Au revoir. Goodbye to you and I, but the native version of a certain Portland Trail Blazers forward who I’m inching ever closer to bidding just that.
“Real fans” cringe at the thought of critical remarks regarding their team and its players, but I’m a tough love kind of guy, and Nicolas Batum is making it ever easier with his limited progression as a player, inconsistency as a difference maker, and inability to matter when his team needs him most, to critique and question the value of a player making roughly $11 million a year.
Last Wednesday, Portland needed Nicolas Batum. There was no LaMarcus Aldridge and his 20+ points, no Joel Freeland and Meyers Leonard to battle in the paint, and as it turns out, no veteran Frenchman to fill the void against a San Antonio Spurs team thought to be amongst the best in the league.
Against the Spurs, who were playing without 2 of their best players, the Blazers struggled to score, broke-down defensively during a deciding stretch to start the fourth quarter, and simply couldn’t get a basket to stem the tide of a team who understands how to win, opposed to one still looking for a couple missing components vital to separating from the pack.
Portland’s highly-paid forward isn’t earning his money.

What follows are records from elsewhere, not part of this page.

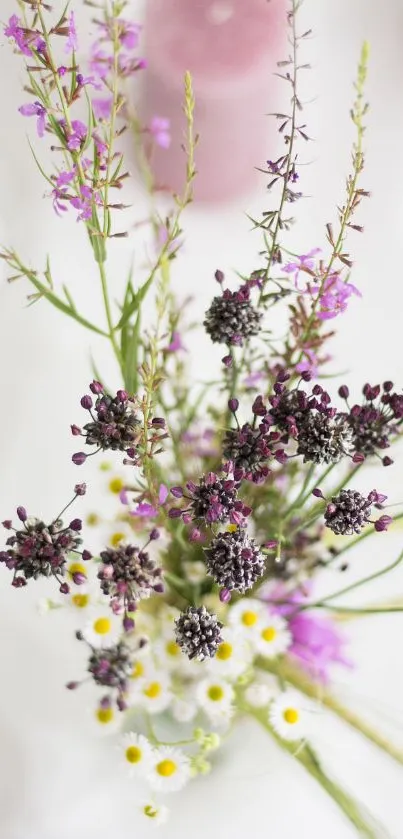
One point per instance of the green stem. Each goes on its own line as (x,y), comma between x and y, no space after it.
(292,674)
(308,759)
(108,313)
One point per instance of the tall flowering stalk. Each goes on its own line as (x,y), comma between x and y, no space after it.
(201,604)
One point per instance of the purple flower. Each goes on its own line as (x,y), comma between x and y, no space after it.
(17,32)
(35,109)
(129,34)
(72,42)
(175,344)
(305,261)
(102,107)
(77,136)
(159,128)
(317,642)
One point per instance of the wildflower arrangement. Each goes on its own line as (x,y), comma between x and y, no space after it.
(232,497)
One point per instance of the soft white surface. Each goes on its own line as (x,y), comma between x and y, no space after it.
(57,782)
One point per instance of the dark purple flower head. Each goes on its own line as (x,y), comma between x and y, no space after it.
(235,561)
(40,550)
(113,425)
(128,574)
(231,318)
(350,511)
(35,109)
(375,422)
(213,499)
(198,633)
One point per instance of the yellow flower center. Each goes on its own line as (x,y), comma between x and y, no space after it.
(102,626)
(133,754)
(291,715)
(80,600)
(224,651)
(269,634)
(152,690)
(116,485)
(172,648)
(249,618)
(138,670)
(166,768)
(215,693)
(150,811)
(77,568)
(104,715)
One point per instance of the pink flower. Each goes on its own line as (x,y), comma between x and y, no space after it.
(334,297)
(159,128)
(35,109)
(317,642)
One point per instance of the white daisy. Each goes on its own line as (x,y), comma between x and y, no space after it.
(103,628)
(272,637)
(137,753)
(170,769)
(154,813)
(106,720)
(153,693)
(287,716)
(247,615)
(258,695)
(232,657)
(215,698)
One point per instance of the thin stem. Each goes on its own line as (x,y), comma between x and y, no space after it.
(292,674)
(309,760)
(108,313)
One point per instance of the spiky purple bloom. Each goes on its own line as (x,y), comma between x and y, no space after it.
(324,439)
(198,633)
(128,574)
(113,426)
(231,319)
(350,511)
(35,109)
(235,561)
(213,499)
(111,668)
(40,550)
(317,641)
(377,420)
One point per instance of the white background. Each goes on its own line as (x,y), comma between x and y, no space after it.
(57,781)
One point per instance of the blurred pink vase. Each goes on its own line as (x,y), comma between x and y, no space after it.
(231,48)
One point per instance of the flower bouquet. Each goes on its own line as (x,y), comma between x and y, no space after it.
(233,495)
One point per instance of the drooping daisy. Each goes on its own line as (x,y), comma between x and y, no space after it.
(215,698)
(137,753)
(247,615)
(272,637)
(154,813)
(153,693)
(103,628)
(287,716)
(170,769)
(232,657)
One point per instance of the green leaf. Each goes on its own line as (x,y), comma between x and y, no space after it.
(130,362)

Yes, he contributes. Nicolas can score, he can rebound, he can distribute, and he’s capable of defending the league’s most athletic players on the perimeter; something few in the game can be trusted to do. But in spite of the ability to do the aforementioned on any given night, it’s the fact that he can’t or won’t on any given night which has frustrated me over the years, and has me at wit’s end regarding one of the highest paid “role players” in the history of professional sports.

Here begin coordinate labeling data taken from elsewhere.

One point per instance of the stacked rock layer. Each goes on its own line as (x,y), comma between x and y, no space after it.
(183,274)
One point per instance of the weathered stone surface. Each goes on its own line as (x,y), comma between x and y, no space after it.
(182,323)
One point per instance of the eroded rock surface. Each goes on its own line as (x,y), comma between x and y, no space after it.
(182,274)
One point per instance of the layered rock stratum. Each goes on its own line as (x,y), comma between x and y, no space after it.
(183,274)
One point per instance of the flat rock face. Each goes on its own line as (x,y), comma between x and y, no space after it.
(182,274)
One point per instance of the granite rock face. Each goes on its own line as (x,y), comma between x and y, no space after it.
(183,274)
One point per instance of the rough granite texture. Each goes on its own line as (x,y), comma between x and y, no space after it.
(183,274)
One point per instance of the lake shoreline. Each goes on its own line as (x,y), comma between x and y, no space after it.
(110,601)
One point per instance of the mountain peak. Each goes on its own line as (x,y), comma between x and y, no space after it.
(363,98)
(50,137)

$11 million a year is “big boy” money. It’s a commitment to a player who’s contractually obligated to perform under the brightest of lights. You may not find that written anywhere amidst the contract of players of that ilk, but you will find that in the inferred fine print penciled-in by franchises who pay it, and fans responsible for holding them both accountable. And that’s what I’m doing: Holding Nicolas Batum accountable for the egg he laid last Wednesday night, and the fact that he lost the right to lay that egg when he asked for that contract and essentially asked out of Portland in the process of getting that contract more than a year-and-a-half ago.
At that rate, it’s not good enough to do it from time-to-time. I’m not asking Nic to be LeBron James, Kevin Durant, or even LaMarcus Aldridge. Portland has a #1 in Aldridge, and found their #2 with Damian Lillard a year ago, so they don’t necessarily need Batum to lead the team regularly in any particular statistical category, but rather do so on those given nights when their “primaries” aren’t performing, or are incapable due to injury or any other unforeseen absence. Like last week versus the Spurs.
What’s so frustrating is … he can do it! Physically he has all the tools to be the player this franchise needs him to be, but for whatever reason or reasons, the Nicolas Batum we saw last Wednesday night gets in the way of the Nicolas Batum we continually hope will grow-out of that same guy we saw last Wednesday night. And I don’t get it.
I want to like the guy, and I think the reason I want to like him as much as I do, in addition to the reason he angers me the way he does, is because I do and always have seen a skill set capable of so much more. I see a guy who can knock down the 3. I see a guy who can finish at the basket. And I see a guy built to lock people down defensively for key stretches in games. But I don’t see him do it consistently, and I can’t count on him to do it when his team desperately needs him to do it most. Which is why I’m falling off his bandwagon, and why I’m nearly ready to say goodbye. That’s Au revoir to you, Nic.